New Zealand residential building consents fell 11 percent in July, partly reversing a spike higher in June due to applications for retirement villages and multi-unit dwellings.
Seasonally adjusted dwelling consents slipped to 2,629 in July from 2,938 in June, when they jumped 22 percent, Statistics New Zealand said. On an annual basis, dwelling consents rose 13 percent to 29,084, marking the highest level for a July year since 2004, the agency said.
Record net migration is putting pressure on the nation's housing market where a shortage of supply is pushing up prices in Auckland, the country's largest city, making accommodation unaffordable for many.

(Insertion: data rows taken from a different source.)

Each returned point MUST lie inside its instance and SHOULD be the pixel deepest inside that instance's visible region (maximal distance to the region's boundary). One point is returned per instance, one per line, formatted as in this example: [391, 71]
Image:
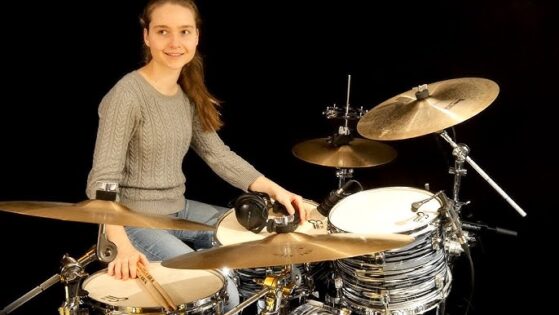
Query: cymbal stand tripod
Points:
[71, 274]
[460, 152]
[276, 286]
[343, 135]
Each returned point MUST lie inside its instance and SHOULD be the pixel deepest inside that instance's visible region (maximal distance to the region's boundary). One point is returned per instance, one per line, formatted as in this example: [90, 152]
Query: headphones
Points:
[251, 210]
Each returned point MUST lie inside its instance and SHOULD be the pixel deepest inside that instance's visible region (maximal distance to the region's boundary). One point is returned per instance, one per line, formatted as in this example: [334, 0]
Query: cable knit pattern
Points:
[142, 139]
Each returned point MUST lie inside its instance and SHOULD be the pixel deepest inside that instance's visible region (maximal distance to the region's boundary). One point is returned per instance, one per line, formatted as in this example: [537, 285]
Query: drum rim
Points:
[418, 228]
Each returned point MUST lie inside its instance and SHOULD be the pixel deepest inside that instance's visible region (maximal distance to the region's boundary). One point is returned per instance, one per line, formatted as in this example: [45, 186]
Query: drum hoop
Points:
[428, 226]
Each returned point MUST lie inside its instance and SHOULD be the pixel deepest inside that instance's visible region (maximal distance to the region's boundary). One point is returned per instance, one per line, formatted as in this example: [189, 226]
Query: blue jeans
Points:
[159, 245]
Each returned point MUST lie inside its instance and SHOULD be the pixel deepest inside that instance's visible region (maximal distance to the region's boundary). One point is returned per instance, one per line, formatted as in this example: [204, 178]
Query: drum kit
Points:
[379, 251]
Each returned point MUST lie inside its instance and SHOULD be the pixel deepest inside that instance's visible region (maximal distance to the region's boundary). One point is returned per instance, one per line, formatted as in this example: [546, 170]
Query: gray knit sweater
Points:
[142, 139]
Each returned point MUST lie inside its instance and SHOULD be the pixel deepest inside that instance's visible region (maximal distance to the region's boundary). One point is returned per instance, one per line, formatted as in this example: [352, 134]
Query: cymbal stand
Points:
[275, 287]
[343, 174]
[461, 151]
[343, 135]
[71, 275]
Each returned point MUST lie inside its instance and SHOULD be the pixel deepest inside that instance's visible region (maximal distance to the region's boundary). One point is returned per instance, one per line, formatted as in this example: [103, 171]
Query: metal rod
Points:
[248, 301]
[484, 175]
[87, 258]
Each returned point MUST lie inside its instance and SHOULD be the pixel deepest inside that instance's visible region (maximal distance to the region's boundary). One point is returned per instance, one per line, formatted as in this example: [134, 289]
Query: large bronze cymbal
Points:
[288, 248]
[99, 211]
[415, 113]
[357, 153]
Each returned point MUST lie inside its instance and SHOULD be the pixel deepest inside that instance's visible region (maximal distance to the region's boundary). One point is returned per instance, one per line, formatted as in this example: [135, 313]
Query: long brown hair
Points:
[191, 78]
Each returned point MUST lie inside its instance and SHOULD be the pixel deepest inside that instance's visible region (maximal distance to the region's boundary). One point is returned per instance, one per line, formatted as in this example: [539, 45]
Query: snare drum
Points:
[230, 232]
[318, 308]
[192, 291]
[408, 280]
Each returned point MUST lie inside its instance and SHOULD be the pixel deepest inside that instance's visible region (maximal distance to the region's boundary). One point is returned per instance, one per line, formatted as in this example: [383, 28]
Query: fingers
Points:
[125, 268]
[295, 203]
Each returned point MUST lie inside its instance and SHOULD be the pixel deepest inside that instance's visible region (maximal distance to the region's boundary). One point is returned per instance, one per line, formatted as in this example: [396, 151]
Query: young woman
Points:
[147, 123]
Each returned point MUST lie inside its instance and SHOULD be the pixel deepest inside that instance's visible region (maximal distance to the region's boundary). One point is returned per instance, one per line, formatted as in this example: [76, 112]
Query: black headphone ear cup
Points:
[251, 211]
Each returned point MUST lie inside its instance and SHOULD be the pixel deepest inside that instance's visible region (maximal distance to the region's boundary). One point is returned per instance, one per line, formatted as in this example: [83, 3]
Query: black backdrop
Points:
[277, 66]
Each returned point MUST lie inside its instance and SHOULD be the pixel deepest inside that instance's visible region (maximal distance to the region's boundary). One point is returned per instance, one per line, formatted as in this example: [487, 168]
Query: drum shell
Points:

The latest data shows Auckland residential consents for the year reached 9,622, less than one-third of the national total despite the city accounting for at least half of the country's population growth over the last year.
"A lot more growth in consents will be needed to begin eating into the housing shortfall of 30,000 dwellings," Westpac Bank industry economist David Norman said in a note.
"Hopefully with (Auckland) Council having signed off the Unitary Plan, subject to a final period of limited submissions from the public, Auckland will get on and build."
Today's figures show the value of building consents rose 15 percent to $1.65 billion in July from the year-earlier month, as residential consents increased 5.8 percent to $1.03 billion, while non-residential consents jumped 35 percent to $614 million.